Charming Python: How to actually close a socket by calling shutdown() before calling close()

March 6, 2014March 6, 2014 IMVU Engineering Leave a comment

By Eric Hohenstein

You may never have to use the Python low-level socket interface but if you ever do, here’s a tip regarding some surprising Python socket behavior that might help you.

The standard Python library has a “socket” module written in Python that wraps an underlying “_socket” module written in C that wraps OS level sockets. Together, these expose a cross-platform Berkeley socket-like interface to Python applications. I say Berkeley socket-like because the socket functions are exposed on an object rather than global free-functions. The surprise with this interface is that the close() function of the socket object does not close the socket. Instead, it de-references it, allowing garbage collection to eventually close the OS-level socket. If you only use the close() method on a socket, the socket will continue using both client and server resources until it is garbage collected. Worse, if the other end is continuing to send data to the locally discarded socket, it may block when the receive window of local socket fills up. Even worse than that, if the software handling the other end of the socket is written in erlang and 0 window packets are dropped somewhere in between (for instance because of overly aggressive firewall rules), the other end may block until the socket gets garbage collected even if the socket is configured to immediately time out send operations if they would block.

The solution is to first call shutdown() on the socket before calling close(). You have to be careful doing this if the socket is being read/written by multiple threads simultaneously but down that path lies madness, so don’t do that.

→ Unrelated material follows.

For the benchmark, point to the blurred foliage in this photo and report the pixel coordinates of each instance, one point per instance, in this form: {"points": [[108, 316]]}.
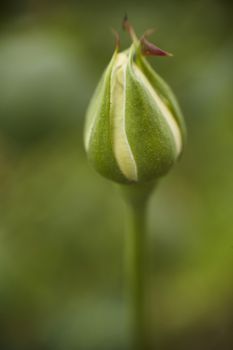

The Python documentation for the socket module actually does briefly mention this but doesn’t really give much of an explanation as to why it’s necessary. Really, the Python documentation on the subject is correct in that calling shutdown is better form. However, in cases where you are sure that the application state of the connection is no longer valid, it should be possible to bypass the shutdown and close the socket to simply free its resources immediately.

Why is it necessary to call shutdown() before close()? Let’s take a look at the socket.py module from the standard Python library. These code snippets are all taken from Python 2.6 source, though I’ve confirmed that Python 2.7 and Python 3.0 behave similarly. First, socket.py imports everything from _socket, which includes a class called socket:

import _socket

from _socket import *

Then, it saves a reference to _socket.socket called _realsocket

_realsocket = socket

Then it defines a list of functions that will be exposed from the real socket object to the wrapper class (see below):

_socketmethods = (

‘bind’, ‘connect’, ‘connect_ex’, ‘fileno’, ‘listen’,

‘getpeername’, ‘getsockname’, ‘getsockopt’, ‘setsockopt’,

‘sendall’, ‘setblocking’,

‘settimeout’, ‘gettimeout’, ‘shutdown’)

Note that ‘close’ is not in that list but ‘shutdown’ is.

Then it defines a _closedsocket class that will fail all operaitons:

class _closedsocket(object):

__slots__ = []

def _dummy(*args):

raise error(EBADF, ‘Bad file descriptor’)

# All _delegate_methods must also be initialized here.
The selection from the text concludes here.